3/ Le gouvernement a su garantir la paix sociale et la stabilité politique durant 5 ans, bien que le Maroc se trouve dans un environnement très volatile, avec un voisinage tumultueux. Benkirane aura finalement réussi à insuffler de l’espoir dans les esprits des gens sur la possibilité de réformer sans avoir besoin de brandir les fameuses pancartes « dégage ». En effet, dès les premiers mois de la législature, la rue s’était calmée et les manifestations hebdomadaires s’étaient espacées. Et bien que l’accouchement du gouvernement se fût fait dans la douleur, il est arrivé une fois formé à convaincre les gens que leurs revendications allaient trouver leur chemin dans les circuits institutionnels, progressivement, lentement mais sûrement.
Les défaillances.
1/ Le dilettantisme dans la mise en œuvre d’une constitution sortie de la matrice du printemps marocain, conformément à la volonté du palais royal quant à une transition démocratique qui redonnerait vie à la politique et ouvrirait une nouvelle phase, après l’échec de la première alternance socialiste d’Abderrahmane el Youssoufi.
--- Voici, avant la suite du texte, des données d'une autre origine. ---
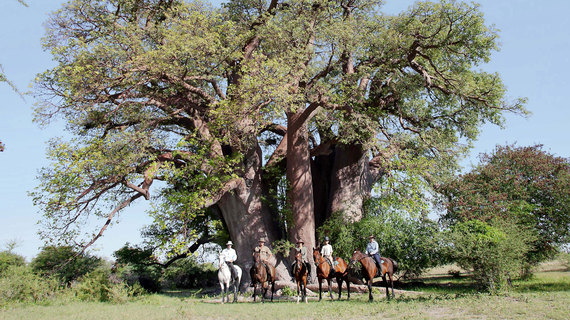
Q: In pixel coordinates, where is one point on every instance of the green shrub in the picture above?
(7, 259)
(21, 284)
(494, 252)
(97, 286)
(52, 261)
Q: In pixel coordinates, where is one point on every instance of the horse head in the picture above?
(316, 255)
(356, 256)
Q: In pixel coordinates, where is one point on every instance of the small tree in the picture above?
(525, 185)
(493, 251)
(55, 261)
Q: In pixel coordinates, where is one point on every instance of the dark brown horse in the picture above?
(260, 277)
(300, 273)
(324, 271)
(369, 269)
Mais Benkirane, craignant une rupture avec le palais, a pris sur lui de renoncer à nombre de ses prérogatives et de s’orienter vers une interprétation peu démocratique de la constitution qui a pourtant ouvert les voies vers l’émergence d’un gouvernement véritablement politique et un exercice du pouvoir qui lierait la responsabilité à la reddition des comptes.
2/ Benkirane a hissé le drapeau blanc face à la corruption, sous toutes ses formes, oubliant ainsi son mot d’ordre électoral : « Ta voix est ta chance pour lutter contre la corruption et l’absolutisme ». Les quatre dernières années se sont écoulées au rythme de « Dieu pardonne ce qui est passé ». Un jour de spleen, Benkirane a même eu cette phrase : « Ce n’est pas moi qui combat la corruption, mais l’inverse ». Et le gouvernement, donc, est tombé dans le piège de la corruption qui se défend par la politique de la terre brûlée...
3/ La crainte de trop s’approcher des noyaux durs du pouvoir, à savoir l’intérieur, la justice et les médias publics, et de tenter de les réformer. Ces institutions sont restées fort éloignées de toute politique réformatrice, menaçant un retour à tout moment sur les acquis. Les réformes, en effet, exigent des institutions fortes pour les protéger et les renforcer, en plus de les prolonger au sein de l’Etat et de la société qui doit être rassurée quant à son avenir.
La morale de tout cela est que la réforme progressive n’est pas un chemin pavé de roses dans ce pays, mais bien plus difficile que l’on pourrait le croire. Le Maroc a besoin d’élites disposant d’une véritable feuille de route pour ne pas, ne plus, naviguer à domicile.